The morning after the Newtown massacre, I heard a fire engine coming from behind as I drove along Rancho Santa Margarita Parkway toward the church I serve in south Orange County, California. I pulled over and watched it roar past, a blur of Christmas red.
At such moments, does your mind work like mine? If I’m near home, at first I think, “Maybe they’re going to our house!” If I’m near work, I think, “I hope there’s nothing wrong at St. John's!” Once these brief visions of incendiary toasters or Advent wreaths recede, I pray that everyone is okay wherever the firefighters are headed and give thanks for all the people in the world who make a vocation out of rushing toward danger.
We’re usually not the victims when horror strikes – until we are. On the Monday after Newtown, I tried to imagine what St. John’s School parents were feeling at drop-off. Their heads probably assured them that their children would be safe on our campus. Their hearts warned that the parents of Sandy Hook Elementary School had made the same assumption.
To the extent that safety is a state of mind, we’re in more a dangerous state this Advent and Christmas. That same Monday at least enabled St. John’s School to thank some of those who risk their lives on our behalf. U.S. Marines and their families visited campus for a chapel service and meetings with our students. Kristen Lanham, Cindy Farnum, and other organizers of our annual Operation Christmas Spirit sent our guests back to Camp Pendleton with presents, food, and clothing.

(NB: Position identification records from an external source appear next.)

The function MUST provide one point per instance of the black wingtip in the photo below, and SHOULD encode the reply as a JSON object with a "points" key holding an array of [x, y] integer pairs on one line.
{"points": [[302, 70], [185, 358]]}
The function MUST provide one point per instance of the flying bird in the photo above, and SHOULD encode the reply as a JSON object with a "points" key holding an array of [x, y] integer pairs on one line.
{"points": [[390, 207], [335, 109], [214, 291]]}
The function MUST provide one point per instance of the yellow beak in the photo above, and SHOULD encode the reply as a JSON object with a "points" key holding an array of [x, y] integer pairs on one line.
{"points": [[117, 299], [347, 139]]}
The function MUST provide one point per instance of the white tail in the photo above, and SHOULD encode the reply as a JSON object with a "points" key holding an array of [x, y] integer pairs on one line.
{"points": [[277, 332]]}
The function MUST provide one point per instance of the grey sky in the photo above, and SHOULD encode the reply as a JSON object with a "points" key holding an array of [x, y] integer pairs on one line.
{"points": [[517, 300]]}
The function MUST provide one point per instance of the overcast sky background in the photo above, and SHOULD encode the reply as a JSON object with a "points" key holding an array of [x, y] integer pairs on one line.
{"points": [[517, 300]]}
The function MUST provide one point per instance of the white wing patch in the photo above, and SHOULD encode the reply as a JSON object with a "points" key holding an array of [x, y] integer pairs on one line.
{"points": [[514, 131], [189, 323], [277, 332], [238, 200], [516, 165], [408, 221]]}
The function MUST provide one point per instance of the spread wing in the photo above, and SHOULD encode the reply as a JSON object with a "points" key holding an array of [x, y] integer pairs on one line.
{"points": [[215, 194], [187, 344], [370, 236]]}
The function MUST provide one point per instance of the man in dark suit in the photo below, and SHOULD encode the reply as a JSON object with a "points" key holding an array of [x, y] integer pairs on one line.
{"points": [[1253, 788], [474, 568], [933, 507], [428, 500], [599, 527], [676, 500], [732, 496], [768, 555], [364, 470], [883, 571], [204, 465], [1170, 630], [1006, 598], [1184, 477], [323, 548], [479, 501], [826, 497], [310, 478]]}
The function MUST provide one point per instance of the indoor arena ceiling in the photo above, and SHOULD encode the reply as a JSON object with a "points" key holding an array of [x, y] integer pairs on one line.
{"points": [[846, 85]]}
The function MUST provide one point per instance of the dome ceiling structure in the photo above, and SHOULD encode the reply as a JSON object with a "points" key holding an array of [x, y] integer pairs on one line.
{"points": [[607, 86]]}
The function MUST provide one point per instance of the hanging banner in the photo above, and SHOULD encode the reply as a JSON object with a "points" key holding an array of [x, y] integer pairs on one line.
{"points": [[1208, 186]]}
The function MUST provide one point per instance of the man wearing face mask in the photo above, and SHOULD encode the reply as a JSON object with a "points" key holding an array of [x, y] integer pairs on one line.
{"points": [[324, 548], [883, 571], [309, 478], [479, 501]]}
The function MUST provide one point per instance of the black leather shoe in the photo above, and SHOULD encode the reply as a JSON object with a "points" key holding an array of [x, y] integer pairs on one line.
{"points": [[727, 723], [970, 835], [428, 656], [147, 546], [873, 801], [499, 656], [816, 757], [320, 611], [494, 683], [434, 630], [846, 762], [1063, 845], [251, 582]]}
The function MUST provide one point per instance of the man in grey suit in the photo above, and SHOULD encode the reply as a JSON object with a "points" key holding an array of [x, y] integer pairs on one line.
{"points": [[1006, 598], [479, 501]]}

Preaching in a church packed with students, colleagues, and our guests, I told my fire engine story in the hope of reassuring children who had been hearing about Newtown all weekend. While bad things do happen, we’re pretty safe. If we’re still worried or scared, it helps us feel better when we count our blessings, care for someone else who’s suffering, and give thanks for those from Afghanistan to the neighborhood firehouse who pledge themselves to safety and service.
Worry and fear won’t keep tragedy away, but planning and preparation may. At St. John’s School, we have regular fire and lock-down drills. At the national level, an urgent conversation is underway about the gun violence that marred this year more than any in recent memory. What can we do as one nation under God to deter such acts? It won’t be a thorough conversation unless everything’s on the table, including mental health education and treatment, the prevalence of semiautomatic weapons, and the way video game and television violence influences troubled people.
What might help most of all would be paying more and better attention to one another in our fractious, individuated society. Faith communities such as St. John’s can contribute by modeling how to conduct civil dialogue on difficult issues, build and sustain mutually supportive communities, and care for the lonely, despondent, and marginalized.
Thinking there’s nothing we can do after a moment like Newtown would inflict tragedy on tragedy. As Charles Dickens wrote in A Christmas Carol, “Any Christian spirit working kindly in its little sphere, whatever it may be, will find its mortal life too short for its vast means of usefulness.” Every one of us is part of the solution, capable of accomplishing far more of God’s just and righteous purposes than we usually imagine. But how could it be otherwise at Christmas, as we prepare to celebrate our enlightenment and empowerment in Emmanuel, God with us?